Here is something that caught my eye in one of his publications, excerpted below. It will be interesting to see how deep he goes as his career progresses, in discerning what is real and what is not, in the various talking points about the superiority of mesh repairs. The Guidelines use the old studies as the basis for the claim that mesh is the obvious “first choice” over pure tissue repairs.
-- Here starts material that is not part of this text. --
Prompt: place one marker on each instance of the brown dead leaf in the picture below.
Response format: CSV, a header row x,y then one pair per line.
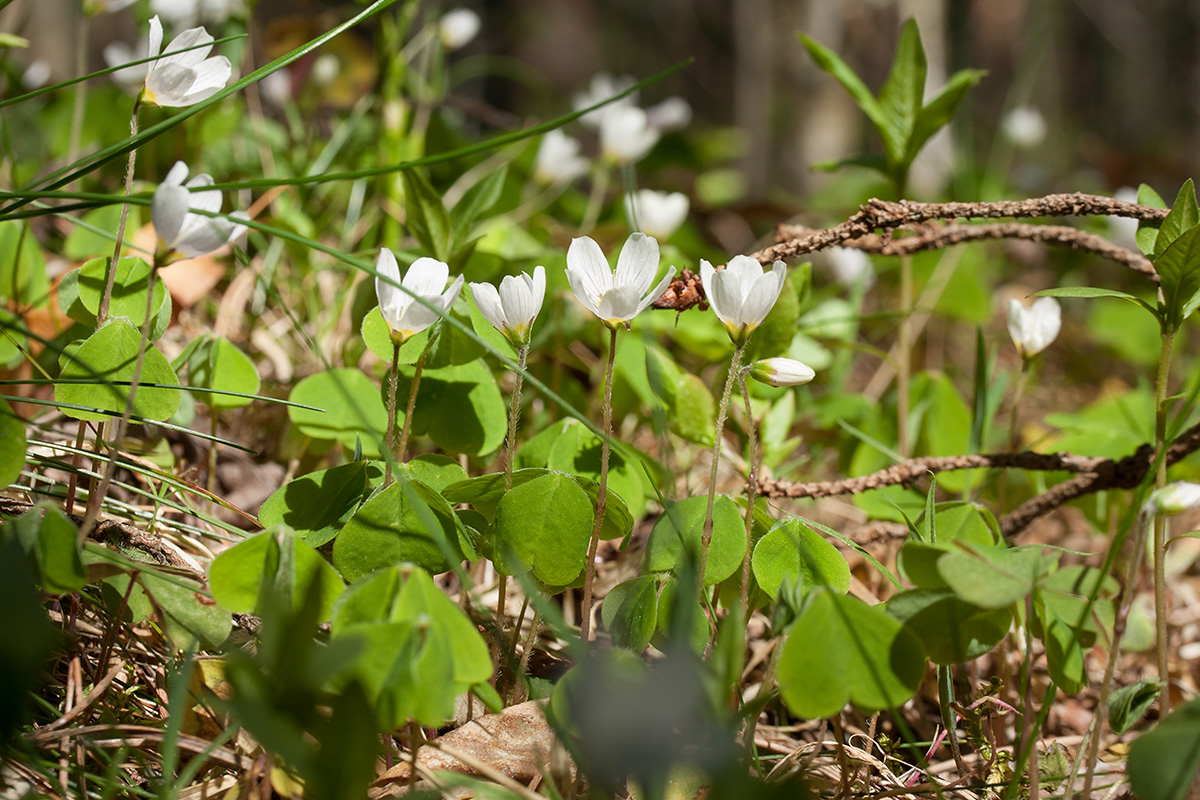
x,y
516,743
https://www.herniasurgeryjournal.org/article.asp?aulast=Pawlak&epage=77&issn=2589-8736&issue=3&spage=75&volume=2&year=2019
“Evidence itself is going through its own development. Many papers published in years past would not be accepted for publication today, because of their methodology failings, bias, lack of patient follow-up and the definitions of any complications reported not given. Indeed, one of the most cited papers relating to hernia surgery[13] would have unlikely been published in its current form today. Yet, the Lichtenstein inguinal hernia repair is now in use worldwide and sometimes referred to as the “gold standard.” Many guidelines based the strength of their recommendations on the so-called hierarchy of clinical evidence, from systematic review of randomized controlled trials at the top to expert opinion at the bottom. However, this approach has been questioned and in many cases superseded by other ways of assessing medical knowledge which will be discussed further below.”